Thinking maybe you can copy paste the code and ask ChatGPT to convert it to JS? Might be worth a try. Also read something about MSFT research also come up with : https://github.com/microsoft/semantic-kernel
I have been copying my completed chats and saving them to a text or Libra Office Writer file, editing out the parts I don’t need to keep and then saving the file to my system. This keeps it simple, plus the best things in life are free. Plus I can if I wish to, store the chats in a DB of my own design and make them searchable. Life is too easy.
I am kind of stuck on the same issue with memory at the moment, so i created a chatbot with gpt 3.5 turbo, i also used langchain with open ai function call agent, created some structured tools for Amadeus api flight search, hotel search, etc. And then deployed everything on streamlit, so my problem is the api response is around 110k tokens which is far more than gpt can handle, so i was wondering if its possible to turn this response to embeddings then pass it to gpt as a summary or something to extract the user query from it?

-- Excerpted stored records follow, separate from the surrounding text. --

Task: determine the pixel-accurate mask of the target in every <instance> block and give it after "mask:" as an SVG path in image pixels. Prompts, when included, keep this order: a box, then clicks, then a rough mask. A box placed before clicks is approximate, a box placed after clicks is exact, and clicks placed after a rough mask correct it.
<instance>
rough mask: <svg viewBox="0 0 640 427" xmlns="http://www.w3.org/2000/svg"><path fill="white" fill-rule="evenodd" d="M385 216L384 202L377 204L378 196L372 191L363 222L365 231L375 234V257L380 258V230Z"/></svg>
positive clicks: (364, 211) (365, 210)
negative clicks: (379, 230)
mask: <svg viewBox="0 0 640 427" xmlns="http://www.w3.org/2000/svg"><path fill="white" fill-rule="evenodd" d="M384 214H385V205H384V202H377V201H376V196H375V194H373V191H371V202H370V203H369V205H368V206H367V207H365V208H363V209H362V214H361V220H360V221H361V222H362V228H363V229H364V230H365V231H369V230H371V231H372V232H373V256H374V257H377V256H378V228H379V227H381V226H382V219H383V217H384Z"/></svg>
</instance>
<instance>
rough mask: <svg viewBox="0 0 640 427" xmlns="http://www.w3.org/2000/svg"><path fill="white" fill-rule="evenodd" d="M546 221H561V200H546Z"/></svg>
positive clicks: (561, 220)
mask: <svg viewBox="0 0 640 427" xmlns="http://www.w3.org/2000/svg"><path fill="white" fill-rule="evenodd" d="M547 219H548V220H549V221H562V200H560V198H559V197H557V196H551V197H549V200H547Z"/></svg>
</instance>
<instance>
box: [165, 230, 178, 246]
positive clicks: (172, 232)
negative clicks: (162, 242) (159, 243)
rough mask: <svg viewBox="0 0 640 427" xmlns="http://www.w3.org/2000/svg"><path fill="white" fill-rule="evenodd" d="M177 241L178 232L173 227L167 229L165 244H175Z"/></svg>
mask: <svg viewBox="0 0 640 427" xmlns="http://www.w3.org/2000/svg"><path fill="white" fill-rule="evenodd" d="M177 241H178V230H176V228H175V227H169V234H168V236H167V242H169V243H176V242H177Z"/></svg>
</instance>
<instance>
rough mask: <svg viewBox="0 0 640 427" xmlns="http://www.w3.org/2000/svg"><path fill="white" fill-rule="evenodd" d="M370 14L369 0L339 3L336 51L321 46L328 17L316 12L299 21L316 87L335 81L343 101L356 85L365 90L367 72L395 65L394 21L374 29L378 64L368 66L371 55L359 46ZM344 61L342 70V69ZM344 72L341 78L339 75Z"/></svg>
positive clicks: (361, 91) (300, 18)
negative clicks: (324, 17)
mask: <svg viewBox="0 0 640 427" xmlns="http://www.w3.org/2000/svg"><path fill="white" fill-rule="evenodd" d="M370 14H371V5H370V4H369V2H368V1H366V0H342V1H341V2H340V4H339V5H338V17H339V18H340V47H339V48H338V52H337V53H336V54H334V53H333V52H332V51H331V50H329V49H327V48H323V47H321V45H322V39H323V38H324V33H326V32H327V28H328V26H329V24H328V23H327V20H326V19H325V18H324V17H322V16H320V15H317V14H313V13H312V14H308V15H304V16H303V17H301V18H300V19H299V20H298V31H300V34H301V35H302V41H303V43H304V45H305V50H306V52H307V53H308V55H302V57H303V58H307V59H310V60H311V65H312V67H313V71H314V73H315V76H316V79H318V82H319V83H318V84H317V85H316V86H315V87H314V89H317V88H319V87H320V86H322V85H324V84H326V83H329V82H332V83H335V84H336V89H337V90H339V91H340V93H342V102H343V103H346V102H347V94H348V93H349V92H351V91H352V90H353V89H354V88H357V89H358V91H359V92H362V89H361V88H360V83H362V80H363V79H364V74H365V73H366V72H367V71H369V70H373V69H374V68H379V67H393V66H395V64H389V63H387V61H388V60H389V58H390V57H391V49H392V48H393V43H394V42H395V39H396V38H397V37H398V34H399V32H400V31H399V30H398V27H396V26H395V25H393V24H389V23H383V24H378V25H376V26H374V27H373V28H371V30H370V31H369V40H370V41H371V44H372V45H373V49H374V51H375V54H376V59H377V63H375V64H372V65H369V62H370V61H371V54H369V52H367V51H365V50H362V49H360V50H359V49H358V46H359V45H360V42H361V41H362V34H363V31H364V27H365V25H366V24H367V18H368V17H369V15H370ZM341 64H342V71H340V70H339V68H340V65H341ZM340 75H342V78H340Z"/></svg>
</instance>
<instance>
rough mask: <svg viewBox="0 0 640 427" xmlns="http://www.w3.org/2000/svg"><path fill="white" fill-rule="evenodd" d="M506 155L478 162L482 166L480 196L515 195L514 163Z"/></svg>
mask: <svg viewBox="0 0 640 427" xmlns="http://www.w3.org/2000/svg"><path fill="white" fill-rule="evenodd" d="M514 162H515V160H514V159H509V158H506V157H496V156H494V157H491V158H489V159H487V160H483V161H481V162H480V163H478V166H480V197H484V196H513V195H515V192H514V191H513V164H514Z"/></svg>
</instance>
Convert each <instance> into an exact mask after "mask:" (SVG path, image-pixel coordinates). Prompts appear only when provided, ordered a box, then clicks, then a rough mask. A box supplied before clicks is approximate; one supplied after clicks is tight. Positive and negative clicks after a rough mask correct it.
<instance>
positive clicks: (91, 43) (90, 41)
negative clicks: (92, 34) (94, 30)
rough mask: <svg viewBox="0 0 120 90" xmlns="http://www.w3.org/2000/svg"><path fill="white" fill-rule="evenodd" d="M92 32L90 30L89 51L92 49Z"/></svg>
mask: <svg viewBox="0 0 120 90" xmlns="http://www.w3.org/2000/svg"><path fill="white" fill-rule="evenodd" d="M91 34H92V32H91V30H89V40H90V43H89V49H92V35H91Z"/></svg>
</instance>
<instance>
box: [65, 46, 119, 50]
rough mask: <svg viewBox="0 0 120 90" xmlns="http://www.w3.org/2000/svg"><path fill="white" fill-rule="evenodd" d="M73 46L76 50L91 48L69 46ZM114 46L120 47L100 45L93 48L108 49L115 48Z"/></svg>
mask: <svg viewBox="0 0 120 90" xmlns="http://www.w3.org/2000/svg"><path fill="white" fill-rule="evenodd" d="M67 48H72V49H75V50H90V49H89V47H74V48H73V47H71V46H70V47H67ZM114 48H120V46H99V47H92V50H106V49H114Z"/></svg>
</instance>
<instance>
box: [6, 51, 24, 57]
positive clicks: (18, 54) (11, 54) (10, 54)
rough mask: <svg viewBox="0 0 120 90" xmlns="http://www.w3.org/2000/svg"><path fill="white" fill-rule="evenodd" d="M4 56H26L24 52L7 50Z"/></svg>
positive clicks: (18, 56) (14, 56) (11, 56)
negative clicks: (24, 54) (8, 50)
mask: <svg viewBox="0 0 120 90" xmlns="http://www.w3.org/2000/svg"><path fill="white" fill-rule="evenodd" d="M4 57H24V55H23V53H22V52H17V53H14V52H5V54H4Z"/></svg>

You can include a token count in the metadata alongside text when doing initial embeddings, and then when you get back the top 10 similarities within your threshold of similarity, you can include just from those top augmentations only until the total token count exceeds the space you want to reserve for knowledge insertion.
Easier when you don’t have to sift through someone else’s code to do it.
Hmm, oki i did something similar, i hard coded the max offers returned by the tool to 5, and its working fine, but thats not practical, for example if someone asked the bot, what is the cheapest flight in this date, so the bot will return 5 offers and pick the cheapest in them, which is wrong, cause its not the cheapest anymore.
thats similiar to what you are suggesting i think.
Anyway, i was thinking more of returning the full response in a vector database with embedding, then use the backed by victor memory from langchain to return the top 5 offers based on the user query.
At the moment this is all theoretical in my head, So i was wondering if any1 done something similar to this before?
kindly note im a bit of newbie here, only started this 1 month ago.
If using such live data that can be retrieved online, and the service’s API has the search parameters to narrow the results, you can use the function-calling ability of models.
make some functions like get_cheapest_hotels, get_cheapest_flights, … that make the similar calls to the provider’s API. Then the AI can call those when it feels the information retrieval described would be useful.
That is quite a topic deviation from “remember our chats”.
I don’t think it works like that, run the tools manualy, without the agent to search for the cheapest, and used a predefined search parameters, the response comes back with 55 pages of flight offers, even though i used the cheapest.
the api end point, doesn’t really return the cheapest, but instead , it return all the available flights then search for the cheapest.
Thats why i was thinking of creating a function inside the tool to return the response and store it in a vector store backed retriever https://python.langchain.com/docs/modules/data_connection/retrievers/vectorstore , then use the VectorStoreRetrieverMemory from langchain . https://python.langchain.com/docs/modules/memory/types/vectorstore_retriever_memory
The idea is to make the openai agent function calling uses the tool >>> the tool will store the resonse in the vector database >>>> the memory for the agent will be the database that retrun the top k results >>>> then the llm will pass it to the user as natural language.
not sure if im missing something or the idea could be done.
You can see why online flight finder services, putting travel agents out of business for twenty years without AI, use complex web user interfaces to narrow the choices for results and selecting subsets of results.
You’d likely want to write your own database for servicing the AI requests.
Then the function for cheapest flights for the AI can have properties like [departing_city, arrival_city, search_start_date, search_end_date, …] that the AI must gather.